Same shit, different era

I think we can all agree that remakes are a very bad thing. Surely, if a film has any kind of 'familiarity factor' with audiences, that's sufficient reason to leave well enough alone. OK, from a financial perspective it might make sense to resurrect a long-dormant property, but as an artistic statement it's on a par with Ronan Keating's new Bacharach covers album.

Justifying their take-the-money-and-run approach, film-makers often argue that Shakespeare's plays have been restaged hundreds of times, without bastardising the Bard's original intent. So why shouldn't the same rules apply to film?

It's a fair point, but most of the films that find themselves eligible for a fresh lick of celluloid don't have quite the same enduring quality as the output of Stratford's finest. Instead, the source of their popularity lies in the nostalgic feeling they inspire of the first time we watched them. This might involve a few key scenes or the tone of the entire piece. Unfortunately, these are usually the first elements to be jettisoned by an avaricious production company that thinks it knows better.

Occasionally, a film-maker tries too hard to honour the original. Which is how the world ended up with Gus Van Sant's shot-by-shot Psycho remake - its only contributions to cinema being a fancy zoom that Hitchcock could only dream of, a flash of Anne Heche's tits and a shot of Vince Vaughn cranking one out. Forget about Mrs Bates' mummified corpse, that's true horror right there.

Most of the time though, some cack-handed novice decides to make an easy buck, 'reimagining' a well-established classic. They'll claim that they're honouring the original but giving it a contemporary twist, only to leave out all the good bits, and fuck up the rest.

So I'll be watching with interest to see what happens with the forthcoming remake of Ed Wood's seminal 'Plan 9 From Outer Space'. Widely regarded as the worst movie of all time, despite Martin Lawrence's repeated attempts to usurp the throne, it holds a special place in heart of anyone who's ever laughed at, rather than with, a film.

If you've never seen it, you really should reward yourself with the strangest 79 minutes ever captured on film. It takes a special kind of artistry to get everything wrong, and still end up with something infinitely more entertaining than anything Michael Bay ever turned his hand to.

Day turns to night and back again during a single scene, the actors put the emphasis on all the wrong words, and the cast's most famous face spends most of its screen-time behind a cape to cover up the fact that the actor in question died before filming began. It makes about as much sense as Mullholland Drive dubbed into Polish, but that's all part of its unique appeal.

It's hard to understand what director-producer John Johnson hopes to achieve by bringing this landmark title back from the dead. A great film might be difficult to improve upon, but perfection (even if it's perfectly awful) must be nigh on impossible.

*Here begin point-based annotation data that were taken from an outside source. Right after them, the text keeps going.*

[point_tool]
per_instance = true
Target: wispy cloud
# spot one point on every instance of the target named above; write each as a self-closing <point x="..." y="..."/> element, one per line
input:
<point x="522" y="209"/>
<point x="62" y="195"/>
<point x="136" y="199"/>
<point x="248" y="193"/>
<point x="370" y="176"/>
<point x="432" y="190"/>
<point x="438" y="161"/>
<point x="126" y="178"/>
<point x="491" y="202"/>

In all honesty, my expectations aren't too high. Especially since he claims to have taken the basic idea of the film - aliens revive the dead to attack the living in a plot to take over the world - and written his own version. According to a report on, he's aiming for something pitched between Fright Night and The Lost Boys. Without wanting to sound like The Amazing Criswell, the hopeless psychic whose nonsensical predictions opened the original film, I can't see this ending well. But at least Johnson has got one thing in his favour; he's not looking to fill his cast with people with any previous acting experience. A similar approach to professionalism never did Ed Wood's opus any harm.